The media softened Kovač’s speech

A typical example was the recent press conference of the parasitic March 8th Institute. The director of the institute, Nika Kovač, explained to the media how they will collect signatures for a mega-law that will repeal the measures, regulations, and laws of the centre-right government. Anyone who knows how to add and subtract knows that this would mean lower wages and pensions, and that entrepreneurs and everyone who received help during the health crisis would have to repay the money. Although Kovač, who apparently reached the final stage at a very young age, was as clear as day, the editors, and the media (mostly reaching high levels on the scale of stupidity) softened her words. In fact, they attached more importance to the Kovač than to the person, not the oxymorons she introduced. But their misfortune is that the footage circulating on the web can no longer be deleted and people will realise that the Institute’s plans may only harm them. Two things are most intriguing: first, their initiatives and assumptions do not benefit them either; and second, by their actions they do not seek to introduce disorder (they are imaging that they are creating order), but disorder is the result of their doing. Only puppeteers who manage fools benefit from this.

The followers of the stupid are ultimately “useful idiots”. At the press conference of the March 8th Institute, we were able to recognise them as a group of people in the background of Nika Kovač. These are people who reach different levels on the scale. As a rule, these are neglected individuals who have their coats on and feel called to blindly do dirty work for people who are their ideal – people who reach the final stage.
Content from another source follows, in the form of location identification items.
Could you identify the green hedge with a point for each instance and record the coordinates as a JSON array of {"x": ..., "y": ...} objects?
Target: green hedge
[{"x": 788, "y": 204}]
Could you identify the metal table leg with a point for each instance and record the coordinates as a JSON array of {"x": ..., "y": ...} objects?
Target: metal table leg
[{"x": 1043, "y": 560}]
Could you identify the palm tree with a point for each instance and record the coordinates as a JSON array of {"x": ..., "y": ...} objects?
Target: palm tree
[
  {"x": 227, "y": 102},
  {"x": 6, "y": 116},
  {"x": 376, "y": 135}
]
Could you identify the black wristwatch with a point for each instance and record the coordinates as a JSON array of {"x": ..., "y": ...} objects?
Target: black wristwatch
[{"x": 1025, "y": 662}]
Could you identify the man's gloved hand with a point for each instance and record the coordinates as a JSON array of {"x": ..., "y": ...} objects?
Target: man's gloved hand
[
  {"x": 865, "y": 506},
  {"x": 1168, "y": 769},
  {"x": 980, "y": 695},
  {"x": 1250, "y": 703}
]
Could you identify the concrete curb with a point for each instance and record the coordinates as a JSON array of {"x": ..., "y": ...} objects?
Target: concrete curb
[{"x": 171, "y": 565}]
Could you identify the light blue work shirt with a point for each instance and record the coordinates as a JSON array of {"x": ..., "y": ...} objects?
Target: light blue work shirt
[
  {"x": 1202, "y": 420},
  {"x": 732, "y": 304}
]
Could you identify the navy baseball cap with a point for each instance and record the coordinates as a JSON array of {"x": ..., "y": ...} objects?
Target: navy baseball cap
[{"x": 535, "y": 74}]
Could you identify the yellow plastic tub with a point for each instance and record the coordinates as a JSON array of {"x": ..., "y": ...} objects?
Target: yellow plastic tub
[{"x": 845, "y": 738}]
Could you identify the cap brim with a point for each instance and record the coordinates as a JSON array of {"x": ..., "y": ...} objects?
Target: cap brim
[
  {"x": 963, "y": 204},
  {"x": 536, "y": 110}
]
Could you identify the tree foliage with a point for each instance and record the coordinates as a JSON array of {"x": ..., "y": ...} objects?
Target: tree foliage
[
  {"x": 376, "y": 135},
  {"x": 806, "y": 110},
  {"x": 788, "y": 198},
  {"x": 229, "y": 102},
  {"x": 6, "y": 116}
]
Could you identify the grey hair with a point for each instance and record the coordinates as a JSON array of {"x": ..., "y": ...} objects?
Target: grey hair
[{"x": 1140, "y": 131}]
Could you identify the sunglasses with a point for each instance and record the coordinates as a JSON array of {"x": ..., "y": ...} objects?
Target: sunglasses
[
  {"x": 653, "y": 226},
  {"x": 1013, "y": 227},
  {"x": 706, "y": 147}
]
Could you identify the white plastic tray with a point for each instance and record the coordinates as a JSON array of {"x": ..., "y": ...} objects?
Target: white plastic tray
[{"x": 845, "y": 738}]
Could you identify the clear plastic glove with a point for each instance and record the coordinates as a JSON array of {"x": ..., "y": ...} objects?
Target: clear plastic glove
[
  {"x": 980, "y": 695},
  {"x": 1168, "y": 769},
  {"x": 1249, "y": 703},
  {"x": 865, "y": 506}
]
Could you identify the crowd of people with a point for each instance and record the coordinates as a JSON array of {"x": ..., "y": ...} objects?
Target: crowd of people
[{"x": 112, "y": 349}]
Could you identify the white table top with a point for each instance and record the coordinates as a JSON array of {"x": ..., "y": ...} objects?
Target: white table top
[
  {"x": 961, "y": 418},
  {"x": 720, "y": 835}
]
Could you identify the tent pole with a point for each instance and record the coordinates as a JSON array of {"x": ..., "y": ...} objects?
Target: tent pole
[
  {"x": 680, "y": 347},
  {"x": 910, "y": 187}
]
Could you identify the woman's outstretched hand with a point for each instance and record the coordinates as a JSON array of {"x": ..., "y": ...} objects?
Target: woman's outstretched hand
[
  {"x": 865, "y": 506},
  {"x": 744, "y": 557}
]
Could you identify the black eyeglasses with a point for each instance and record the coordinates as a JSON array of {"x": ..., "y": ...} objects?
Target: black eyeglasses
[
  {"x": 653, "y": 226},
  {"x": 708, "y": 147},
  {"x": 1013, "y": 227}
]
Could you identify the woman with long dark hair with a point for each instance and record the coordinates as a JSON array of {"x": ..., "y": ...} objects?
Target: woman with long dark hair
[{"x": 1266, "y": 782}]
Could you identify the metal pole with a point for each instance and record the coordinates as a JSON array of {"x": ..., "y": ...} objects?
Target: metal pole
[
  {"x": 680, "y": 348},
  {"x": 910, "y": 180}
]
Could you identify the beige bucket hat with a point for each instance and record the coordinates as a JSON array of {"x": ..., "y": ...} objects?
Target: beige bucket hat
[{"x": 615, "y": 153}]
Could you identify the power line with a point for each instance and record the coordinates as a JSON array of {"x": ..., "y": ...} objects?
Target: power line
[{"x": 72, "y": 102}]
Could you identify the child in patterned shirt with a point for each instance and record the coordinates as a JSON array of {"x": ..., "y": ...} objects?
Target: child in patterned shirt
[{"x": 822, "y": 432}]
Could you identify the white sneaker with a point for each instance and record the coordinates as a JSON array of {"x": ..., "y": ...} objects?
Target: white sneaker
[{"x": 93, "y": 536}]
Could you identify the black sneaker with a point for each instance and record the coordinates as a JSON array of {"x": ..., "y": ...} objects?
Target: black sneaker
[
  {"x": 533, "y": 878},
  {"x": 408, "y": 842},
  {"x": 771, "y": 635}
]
A step lower than useful idiots are militant fools. This is also the 1,300 activists who, according to the Institute’s promises, will go to the field against the SDS. These are individuals who see freedom of speech, private property, science, reason, and paid work, or those who advocate it, as existential threats that must be eradicated at all costs and by all means. And when fools at various stages talk about fascists who need to be exterminated, know that they are talking about freethinkers. The example of Marco Bandelli is like from a textbook.
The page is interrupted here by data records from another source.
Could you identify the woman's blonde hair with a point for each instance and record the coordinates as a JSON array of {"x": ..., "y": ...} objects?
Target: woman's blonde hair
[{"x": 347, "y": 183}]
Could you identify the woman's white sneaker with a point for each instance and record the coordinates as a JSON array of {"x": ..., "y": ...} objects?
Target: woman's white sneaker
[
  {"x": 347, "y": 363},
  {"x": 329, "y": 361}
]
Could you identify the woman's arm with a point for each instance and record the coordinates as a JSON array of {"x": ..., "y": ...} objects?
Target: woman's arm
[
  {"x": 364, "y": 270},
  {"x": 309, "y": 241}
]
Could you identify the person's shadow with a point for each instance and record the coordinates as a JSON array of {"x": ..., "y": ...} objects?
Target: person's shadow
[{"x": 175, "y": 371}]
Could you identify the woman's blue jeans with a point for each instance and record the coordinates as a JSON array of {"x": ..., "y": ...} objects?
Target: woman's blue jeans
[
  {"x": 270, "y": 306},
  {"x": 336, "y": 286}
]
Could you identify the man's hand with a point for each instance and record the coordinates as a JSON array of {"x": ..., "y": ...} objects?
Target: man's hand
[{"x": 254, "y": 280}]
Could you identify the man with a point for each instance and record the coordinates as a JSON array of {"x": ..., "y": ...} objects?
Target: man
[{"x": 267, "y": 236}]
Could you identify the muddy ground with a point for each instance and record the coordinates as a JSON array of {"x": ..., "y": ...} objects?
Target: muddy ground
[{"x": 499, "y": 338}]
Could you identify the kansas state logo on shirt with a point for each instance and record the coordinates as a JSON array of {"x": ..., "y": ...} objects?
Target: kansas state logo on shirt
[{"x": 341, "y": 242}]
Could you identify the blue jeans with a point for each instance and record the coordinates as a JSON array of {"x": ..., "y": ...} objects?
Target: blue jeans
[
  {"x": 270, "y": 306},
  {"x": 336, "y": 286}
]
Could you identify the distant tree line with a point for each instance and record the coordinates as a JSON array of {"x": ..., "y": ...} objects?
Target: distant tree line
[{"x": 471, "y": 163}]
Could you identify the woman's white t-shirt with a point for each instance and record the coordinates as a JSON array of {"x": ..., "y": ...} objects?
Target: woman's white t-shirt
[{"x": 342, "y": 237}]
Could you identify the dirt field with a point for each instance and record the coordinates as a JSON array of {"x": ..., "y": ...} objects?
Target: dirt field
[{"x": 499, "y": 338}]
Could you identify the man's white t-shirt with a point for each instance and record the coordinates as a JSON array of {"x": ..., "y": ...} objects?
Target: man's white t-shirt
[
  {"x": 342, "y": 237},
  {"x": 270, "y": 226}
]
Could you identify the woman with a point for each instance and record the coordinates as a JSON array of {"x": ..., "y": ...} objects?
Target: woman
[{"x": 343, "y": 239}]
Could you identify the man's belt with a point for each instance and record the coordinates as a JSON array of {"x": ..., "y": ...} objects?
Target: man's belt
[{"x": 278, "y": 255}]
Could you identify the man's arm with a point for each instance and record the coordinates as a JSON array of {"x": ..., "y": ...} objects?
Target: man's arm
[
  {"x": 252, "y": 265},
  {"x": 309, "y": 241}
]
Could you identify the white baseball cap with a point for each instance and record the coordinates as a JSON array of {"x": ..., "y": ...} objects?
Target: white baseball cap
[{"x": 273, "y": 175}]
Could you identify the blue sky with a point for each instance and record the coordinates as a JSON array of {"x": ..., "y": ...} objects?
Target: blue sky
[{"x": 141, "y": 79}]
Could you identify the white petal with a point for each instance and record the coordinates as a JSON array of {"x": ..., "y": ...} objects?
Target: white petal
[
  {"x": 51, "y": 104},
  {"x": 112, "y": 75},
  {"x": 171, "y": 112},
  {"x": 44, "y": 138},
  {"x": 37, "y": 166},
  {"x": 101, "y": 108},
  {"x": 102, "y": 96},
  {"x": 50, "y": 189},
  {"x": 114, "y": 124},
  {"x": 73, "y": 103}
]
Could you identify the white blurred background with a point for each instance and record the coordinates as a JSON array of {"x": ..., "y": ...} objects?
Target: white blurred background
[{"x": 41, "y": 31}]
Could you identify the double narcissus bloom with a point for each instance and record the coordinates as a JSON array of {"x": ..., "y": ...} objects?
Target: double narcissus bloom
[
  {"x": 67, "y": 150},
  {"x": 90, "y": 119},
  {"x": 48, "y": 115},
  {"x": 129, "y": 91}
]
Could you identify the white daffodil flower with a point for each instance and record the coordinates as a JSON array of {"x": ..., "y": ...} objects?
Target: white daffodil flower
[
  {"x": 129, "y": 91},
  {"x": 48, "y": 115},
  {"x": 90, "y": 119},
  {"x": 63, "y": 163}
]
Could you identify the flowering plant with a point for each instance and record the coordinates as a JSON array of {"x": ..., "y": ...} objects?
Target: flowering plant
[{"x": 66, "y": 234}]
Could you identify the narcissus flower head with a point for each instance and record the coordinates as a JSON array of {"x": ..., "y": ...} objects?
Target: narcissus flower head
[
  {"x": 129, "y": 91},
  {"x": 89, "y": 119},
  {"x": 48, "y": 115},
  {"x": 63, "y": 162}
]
Unfortunately, (too) many normally intelligent people underestimate stupidity and its power. They still believe that there is a hint of rationality in the stupid at various stages. There is not. They follow their beliefs as instructions for using shampoo, their worldview is perpendicular to reality.

Jože Biščak is the editor-in-chief of the conservative magazine Demokracija, president of the Slovenian Association of Patriotic Journalists and author of the books Zgodbe iz Kavarne Hayek, Zapisi konservativnega liberalca and Potovati z Orwellom.